Der Report gibt noch einige weitere interessante Informationen zur Entwicklung der Windkraft in den USA:

- 2013 war kein gutes Jahr für die US-Windkraft, da Unsicherheit über die Verlängerung der staatlichen Förderung herrschte. Der Zubau an neuer Windkraftleistung lag 90 Prozent unter der von 2012

- 2012 war die Windkraft bei den Kraftwerksneubauten die Nummer eins in den USA, 2013 nur noch Nummer vier

- bisher gibt es keine kommerziellen Offshore-Windparks in den USA, doch mehrere sind in Planung

- Das Technikunternehmen General Electric hat mit seinen Windkraftanlagen einen Marktanteil von 90 Prozent in den USA. Auf Siemens entfallen acht Prozent.

- Die meisten Windparks verkaufen ihren Strom direkt mit langfristigen Verträgen an Energieversorger

- Die Leistung der installierten Turbinen hat sich in den vergangenen 15 Jahren mehr als verdoppelt, ebenso wie der Rotordurchmesser.
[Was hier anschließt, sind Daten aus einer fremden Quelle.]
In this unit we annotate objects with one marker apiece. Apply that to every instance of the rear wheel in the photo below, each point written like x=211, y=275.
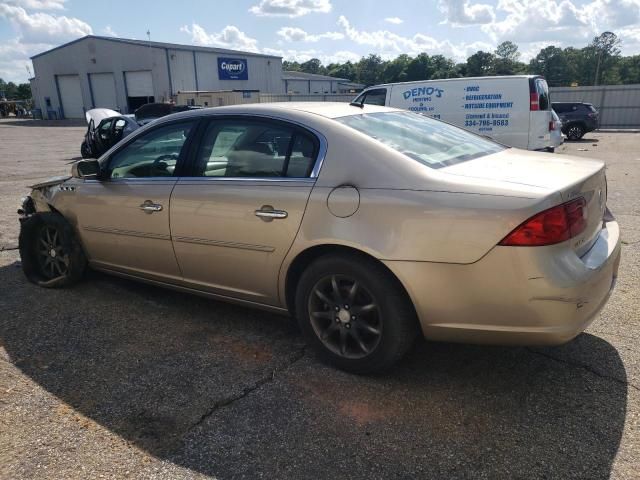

Die meisten Rotoren messen heute 100 Meter und mehr. In der Höhe wuchsen die Anlagen um rund 50 Prozent auf durchschnittlich 80 Meter im Jahr 2013.

- Die Kosten für eine Windturbine nähern sich langsam wieder denen aus den Jahren 2002 als pro Kilowatt Leistung eines Windrades im Schnitt 750 Dollar fällig wurden. Zwischenzeitlich waren die Preise auf 1500 Dollar gestiegen. 2013 waren es zwischen 900 und 1300 Dollar. Eine zwei Megawattturbine kostete 2013 damit im besten Fall 1,8 Millionen Dollar. Bis die Turbine einmal auf einem Stück Land installiert ist, sind die Kosten im Schnitt auf 1600 Dollar pro Kilowatt Leistung gestiegen. Allerdings sind die Turbinen heute auch High-Tech und ernten sehr viel mehr Wind als um die Jahrtausendwende.